OLGA defaults at using as many threads and cores as possible. Our analysis showed that 4 threads were the fastest, with a 75% parallel efficiency. The speedup is generally greater for simulations that are more computationally intensive. Multi-threading was not helpful for short simulations. For a simulation with 7000 sections, switching from 4 to 8 threads did not increase the speed. The parallel efficiency decreases as you go beyond 4 threads. Based on our analysis, we believe that 4 threads is a good number for running flow assurance models within OLGA. This could be fiddled with for specific models, but I wouldn’t recommend it.

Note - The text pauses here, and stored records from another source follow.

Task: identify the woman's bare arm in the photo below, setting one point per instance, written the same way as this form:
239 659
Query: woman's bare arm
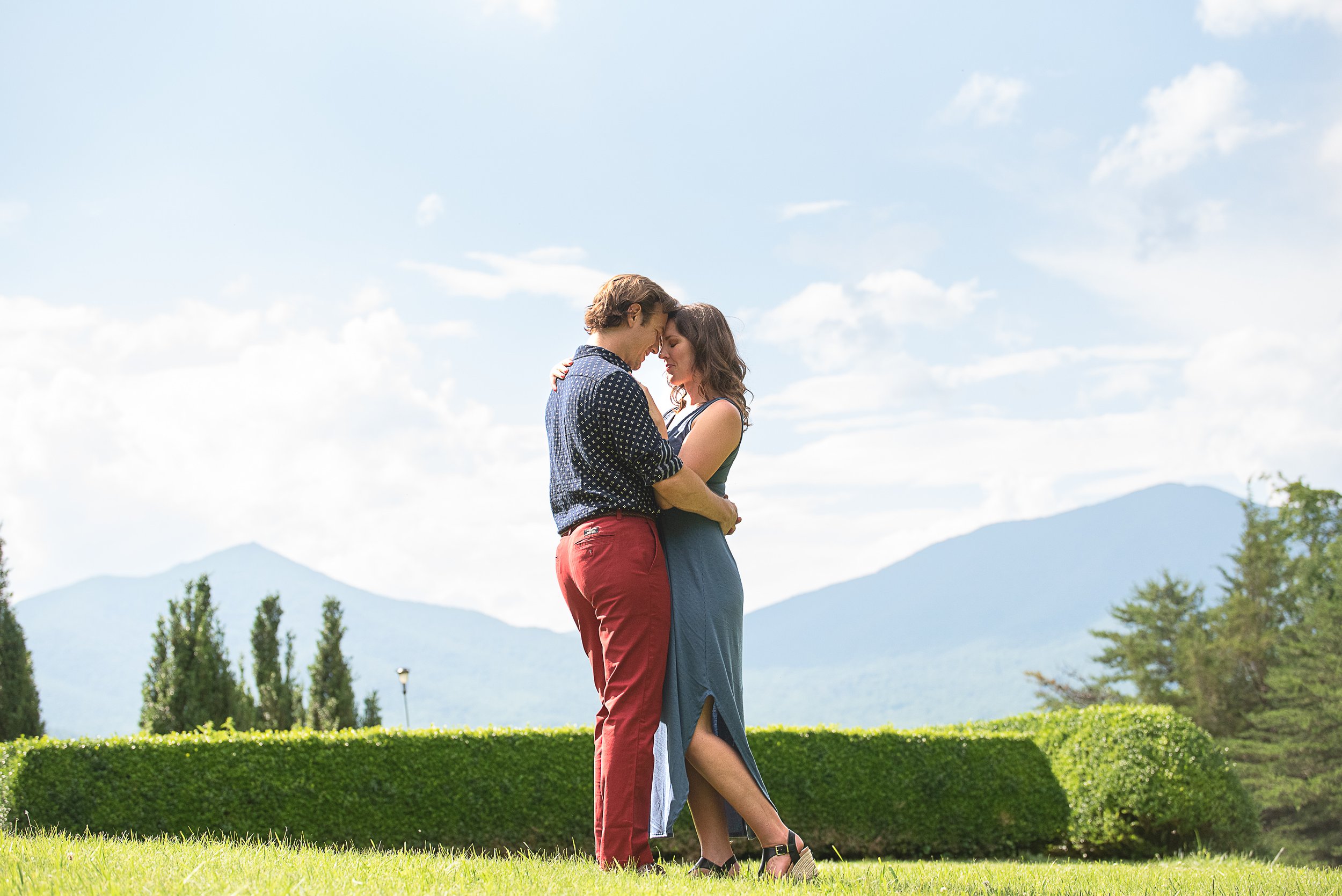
714 435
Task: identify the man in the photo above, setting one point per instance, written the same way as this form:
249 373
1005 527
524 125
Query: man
608 462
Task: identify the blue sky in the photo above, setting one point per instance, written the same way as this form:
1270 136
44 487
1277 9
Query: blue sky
294 273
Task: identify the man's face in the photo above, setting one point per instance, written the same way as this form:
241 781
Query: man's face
650 330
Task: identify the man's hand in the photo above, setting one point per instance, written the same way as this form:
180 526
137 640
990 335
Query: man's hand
561 370
731 520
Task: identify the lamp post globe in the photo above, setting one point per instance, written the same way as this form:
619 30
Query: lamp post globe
404 675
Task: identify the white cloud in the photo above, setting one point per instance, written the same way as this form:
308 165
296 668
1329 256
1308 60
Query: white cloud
369 298
987 100
144 442
12 213
1330 148
1199 113
833 324
454 329
1230 18
430 210
544 12
548 271
798 210
1244 402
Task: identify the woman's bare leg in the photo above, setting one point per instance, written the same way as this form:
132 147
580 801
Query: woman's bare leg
710 819
721 766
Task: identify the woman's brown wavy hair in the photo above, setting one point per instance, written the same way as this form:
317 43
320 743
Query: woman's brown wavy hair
720 369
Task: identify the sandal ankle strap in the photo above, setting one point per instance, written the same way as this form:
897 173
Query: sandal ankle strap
788 849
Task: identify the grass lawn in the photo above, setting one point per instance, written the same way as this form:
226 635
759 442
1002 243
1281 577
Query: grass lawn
63 864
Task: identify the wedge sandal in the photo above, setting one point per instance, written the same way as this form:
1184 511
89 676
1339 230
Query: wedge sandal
803 863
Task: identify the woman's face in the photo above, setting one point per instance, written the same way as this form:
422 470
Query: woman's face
678 356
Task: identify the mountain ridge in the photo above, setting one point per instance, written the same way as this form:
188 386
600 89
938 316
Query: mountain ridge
938 636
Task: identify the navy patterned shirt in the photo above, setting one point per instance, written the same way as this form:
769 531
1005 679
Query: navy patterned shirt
606 453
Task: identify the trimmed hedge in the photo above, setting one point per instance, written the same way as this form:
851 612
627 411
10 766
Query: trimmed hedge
1141 781
863 793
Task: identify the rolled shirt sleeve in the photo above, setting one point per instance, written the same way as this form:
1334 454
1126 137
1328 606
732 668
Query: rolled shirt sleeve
635 438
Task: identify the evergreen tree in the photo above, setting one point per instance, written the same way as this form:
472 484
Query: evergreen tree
331 684
245 703
372 715
20 712
296 687
1292 754
1227 676
275 686
189 680
1152 654
1292 747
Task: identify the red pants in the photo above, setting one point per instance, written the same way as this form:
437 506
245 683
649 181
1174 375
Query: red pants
614 577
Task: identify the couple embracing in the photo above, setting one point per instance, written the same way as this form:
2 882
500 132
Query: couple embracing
645 568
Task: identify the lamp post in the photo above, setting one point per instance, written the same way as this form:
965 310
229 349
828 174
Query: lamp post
403 674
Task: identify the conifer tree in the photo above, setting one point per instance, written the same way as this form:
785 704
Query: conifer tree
189 680
20 712
296 687
372 715
1150 654
331 684
1292 747
1292 754
275 686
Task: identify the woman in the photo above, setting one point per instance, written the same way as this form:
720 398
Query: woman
704 757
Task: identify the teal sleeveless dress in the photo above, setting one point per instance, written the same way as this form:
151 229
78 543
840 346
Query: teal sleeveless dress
704 660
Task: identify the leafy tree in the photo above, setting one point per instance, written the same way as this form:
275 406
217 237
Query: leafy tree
20 712
331 702
189 680
278 695
372 715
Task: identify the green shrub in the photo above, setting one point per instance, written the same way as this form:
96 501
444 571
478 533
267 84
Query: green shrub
862 792
1141 781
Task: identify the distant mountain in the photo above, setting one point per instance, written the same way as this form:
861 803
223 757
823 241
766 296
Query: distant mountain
945 635
90 647
940 636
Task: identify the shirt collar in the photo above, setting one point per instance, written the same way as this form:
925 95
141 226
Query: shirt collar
586 351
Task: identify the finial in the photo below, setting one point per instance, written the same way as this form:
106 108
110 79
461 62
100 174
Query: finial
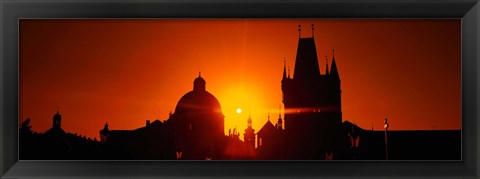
279 111
313 31
288 71
326 59
299 29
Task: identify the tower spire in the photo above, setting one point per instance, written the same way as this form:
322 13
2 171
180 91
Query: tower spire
288 71
284 68
299 29
279 121
334 70
313 31
326 59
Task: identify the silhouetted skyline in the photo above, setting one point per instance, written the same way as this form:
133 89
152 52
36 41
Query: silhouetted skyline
127 71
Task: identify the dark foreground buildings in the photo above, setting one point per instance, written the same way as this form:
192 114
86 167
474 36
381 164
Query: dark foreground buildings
312 129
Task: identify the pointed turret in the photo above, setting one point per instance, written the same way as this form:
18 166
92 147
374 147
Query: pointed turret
279 121
326 67
306 63
334 71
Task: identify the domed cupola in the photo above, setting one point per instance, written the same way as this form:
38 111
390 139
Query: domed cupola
199 83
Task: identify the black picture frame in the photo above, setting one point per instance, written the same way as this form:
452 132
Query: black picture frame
12 11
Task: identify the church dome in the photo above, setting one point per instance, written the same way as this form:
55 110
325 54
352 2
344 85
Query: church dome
57 116
198 100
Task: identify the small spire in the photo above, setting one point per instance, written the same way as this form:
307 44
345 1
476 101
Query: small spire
326 59
288 71
284 66
313 31
333 68
299 29
279 111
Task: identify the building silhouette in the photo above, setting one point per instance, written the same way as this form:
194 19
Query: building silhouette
313 102
198 124
312 129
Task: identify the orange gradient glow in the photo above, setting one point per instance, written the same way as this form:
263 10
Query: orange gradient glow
125 72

Running flow assurance models in OLGA requires four threads.

In keeping with our findings, OLGA recommends that you use all available cores to run simultaneous simulations and not to speed up individual simulations. This advice is however a little too optimistic. A majority of professional laptops and desktops today have four cores, but they don’t have the hard drive access speeds necessary to support simultaneous simulations or data writing. The middle is the best choice.

When making a hardware purchasing decision, I wouldn’t go beyond 4 cores for a computer that has a mechanical hard disk. The storage option is just as important as the processor choice if you have enough OLGA licences and wish to centralize your simulations. To maximize parallel efficiency, I recommend setting OMP_NUM_THREADS environment to 4.